The Texas State Board of Education’s decision to include the Bible in Texas history and civics instruction does not establish a state religion, nor does it automatically require schools to teach every other religion in the same manner.
The U.S. Constitution prohibits the government from establishing or favoring a religion, but it has long been understood that public schools may teach about religion when it is presented objectively as part of history, not as religious instruction or worship.
The Bible had a well-documented historical influence on the development of Western civilization and on many of the people and ideas that shaped America’s founding. References to biblical concepts appear in the writings and speeches of numerous Founding Era figures. Example like:
Benjamin Franklin:
During the Constitutional Convention, Franklin urged delegates to begin meetings with prayer, saying:
“God governs in the affairs of men.”
Patrick Henry stated:
“It cannot be emphasized too strongly or too often that this great nation was founded… by Christians, but by Christians on the Gospel of Jesus Christ.”
Samuel Adams:
Frequently referenced biblical principles and viewed liberty as a gift from God.
Many colonial and early state laws, speeches, proclamations, and public documents included references to Scripture, providence, fasting, thanksgiving, and prayer. These are part of the historical record and can be studied in history classes without asking students to adopt any religious beliefs.
John Adams wrote:
“Our Constitution was made only for a moral and religious people. It is wholly inadequate to the government of any other.”
Adams also discussed the influence of biblical ethics on society and government.
Studying those historical influences is different from promoting a religious belief.
Teaching the Bible in its historical context does not mean every religion must receive identical treatment. Public school curriculum can distinguish among subjects based on their historical relevance. If it did not play a comparable role in the founding of the United States, the Constitution does not require it to be included simply for the sake of equal representation.
The key constitutional principle is that instruction must be educational rather than devotional.

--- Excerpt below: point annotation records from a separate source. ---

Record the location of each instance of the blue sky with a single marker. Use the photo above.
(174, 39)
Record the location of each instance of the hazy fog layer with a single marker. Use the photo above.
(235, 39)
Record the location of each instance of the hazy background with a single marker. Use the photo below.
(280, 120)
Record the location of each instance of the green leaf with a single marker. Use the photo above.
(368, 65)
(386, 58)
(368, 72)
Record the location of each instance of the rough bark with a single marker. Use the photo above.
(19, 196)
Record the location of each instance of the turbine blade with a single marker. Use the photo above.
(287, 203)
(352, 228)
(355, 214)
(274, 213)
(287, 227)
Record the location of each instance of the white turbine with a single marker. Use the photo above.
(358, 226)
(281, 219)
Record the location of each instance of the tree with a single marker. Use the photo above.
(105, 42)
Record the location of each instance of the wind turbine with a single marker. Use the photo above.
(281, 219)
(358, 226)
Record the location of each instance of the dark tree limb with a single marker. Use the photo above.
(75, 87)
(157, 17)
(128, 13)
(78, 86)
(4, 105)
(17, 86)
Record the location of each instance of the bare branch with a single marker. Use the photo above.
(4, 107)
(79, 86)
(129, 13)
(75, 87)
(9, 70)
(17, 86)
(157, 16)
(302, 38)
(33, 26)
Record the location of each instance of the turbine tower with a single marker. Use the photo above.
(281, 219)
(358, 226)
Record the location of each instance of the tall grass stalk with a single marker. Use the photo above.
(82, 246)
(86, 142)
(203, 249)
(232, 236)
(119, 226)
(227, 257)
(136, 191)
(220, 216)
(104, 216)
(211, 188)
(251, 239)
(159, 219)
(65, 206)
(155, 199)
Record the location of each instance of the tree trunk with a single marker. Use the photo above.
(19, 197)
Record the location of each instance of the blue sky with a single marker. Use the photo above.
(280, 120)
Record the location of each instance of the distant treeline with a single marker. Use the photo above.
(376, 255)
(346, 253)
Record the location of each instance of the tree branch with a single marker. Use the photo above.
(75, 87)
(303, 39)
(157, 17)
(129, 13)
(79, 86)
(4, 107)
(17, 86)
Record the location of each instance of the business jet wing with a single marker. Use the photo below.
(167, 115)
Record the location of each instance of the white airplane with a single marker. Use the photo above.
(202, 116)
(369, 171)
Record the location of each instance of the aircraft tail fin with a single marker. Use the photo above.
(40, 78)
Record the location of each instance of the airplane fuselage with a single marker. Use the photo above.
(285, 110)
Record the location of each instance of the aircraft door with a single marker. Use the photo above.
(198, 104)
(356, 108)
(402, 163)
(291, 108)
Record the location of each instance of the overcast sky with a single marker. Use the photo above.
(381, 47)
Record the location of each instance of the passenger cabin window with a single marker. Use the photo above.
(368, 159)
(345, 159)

Students may learn about the historical influence of religion without being asked to practice or adopt that religion.
Teaching history as history is not an establishment of religion. It is an acknowledgment of historical facts and the role those facts played in the development of our nation.
The Texas SBOE TEKS are supposed to teach what actually shaped a specific period of history. So when students study the founding of the United States or early Texas, Christianity comes up because many of the people, writings, moral ideas, laws, churches, sermons, holidays, and public statements of that time were influenced by biblical and Christian thought. That makes it historically relevant to that specific subject.
That does not mean schools must add every other religion to those same lessons. Curriculum is not built by saying, “If Christianity is mentioned, every religion must be mentioned too.” It is built by asking, “Did this belief system have a documented role in the event, people, or time period being studied?” Islam played no role in founding or shaping Texas or the USA.